In theory, refactoring should not break anything that isn’t already broken. In practice, it isn’t always so reliable. To some extent, the catalog later in this book shows you what changes you can safely make. However, both people and tools do make mistakes; and it’s always possible that refactoring will introduce new bugs. Thus, the refactoring process really needs a good automated test suite. After every refactoring, you’d like to be able to press a button and see at a glance whether anything broke.

Although test-driven development has been a massive success among traditional programmers, it is not yet so common among web developers, especially those working on the front end. In fact, any automated testing of web sites is probably the exception rather than the rule, especially when it comes to HTML. It is time for that to change. It is time for web developers to start to write and run test suites and to use test-driven development.

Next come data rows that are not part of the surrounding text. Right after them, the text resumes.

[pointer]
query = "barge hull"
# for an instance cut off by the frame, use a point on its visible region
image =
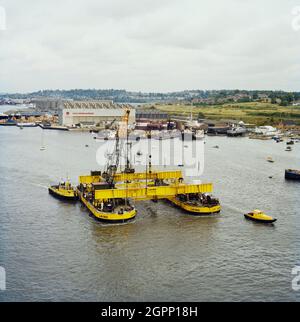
(194, 209)
(107, 217)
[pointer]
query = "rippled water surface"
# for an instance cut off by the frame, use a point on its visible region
(56, 251)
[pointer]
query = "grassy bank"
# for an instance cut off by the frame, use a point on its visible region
(252, 112)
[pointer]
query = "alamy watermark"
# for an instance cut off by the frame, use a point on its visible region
(2, 279)
(296, 19)
(184, 154)
(296, 279)
(2, 18)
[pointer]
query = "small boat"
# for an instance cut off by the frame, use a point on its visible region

The basic test-driven development approach is as follows:

  1. Write a test for a feature.
  2. Code the simplest thing that can possibly work.
  3. Run all tests.
  4. If tests passed, goto 1.
  5. Else, goto 2.

For refactoring purposes, it is very important that this process be as automatic as possible. In particular:

  • The test suite should not require any complicated setup. Ideally, you should be able to run it with the click of a button. You don’t want developers to skip running tests because they’re too hard to run.
  • The tests should be fast enough that they can be run frequently; ideally, they should take 90 seconds or less to run. You don’t want developers to skip running tests because they take too long.
  • The result must be pass or fail, and it should be blindingly obvious which it is. If the result is fail, the failed tests should generate more output explaining what failed. However, passing tests should generate no output at all, except perhaps for a message such as “All tests passed”. In particular, you want to avoid the common problem in which one or two failing tests get lost in a sea of output from passing tests.

Writing tests for web applications is harder than writing tests for classic applications. Part of this is because the tools for web application testing aren’t as mature as the tools for traditional application testing. Part of this is because any test that involves looking at something and figuring out whether it looks right is hard for a computer. (It’s easy for a person, but the goal is to remove people from the loop.) Thus, you may not achieve the perfect coverage you can in a Java or .NET application. Nonetheless, some testing is better than none, and you can in fact test quite a lot.

One thing you will discover is that refactoring your code to web standards such as XHTML is going to make testing a lot easier. Going forward, it is much easier to write tests for well-formed and valid XHTML pages than for malformed ones. This is because it is much easier to write code that consumes well-formed pages than malformed ones. It is much easier to see what the browser sees, because all browsers see the same thing in well-formed pages and different things in malformed ones. Thus, one benefit of refactoring is improving testability and making test-driven development possible in the first place. Indeed, with a lot of web sites that don’t already have tests, you may need to refactor them enough to make testing possible before moving forward.

You can use many tools to test web pages, ranging from decent to horrible and free to very expensive. Some of these are designed for programmers, some for web developers, and some for business domain experts. They include:

  • HtmlUnit
  • JsUnit
  • HttpUnit
  • JWebUnit
  • FitNesse
  • Selenium

In practice, the rough edges on these tools make it very helpful to have an experienced agile programmer develop the first few tests and the test framework. Once you have an automated test suite in place, it is usually easier to add more tests yourself.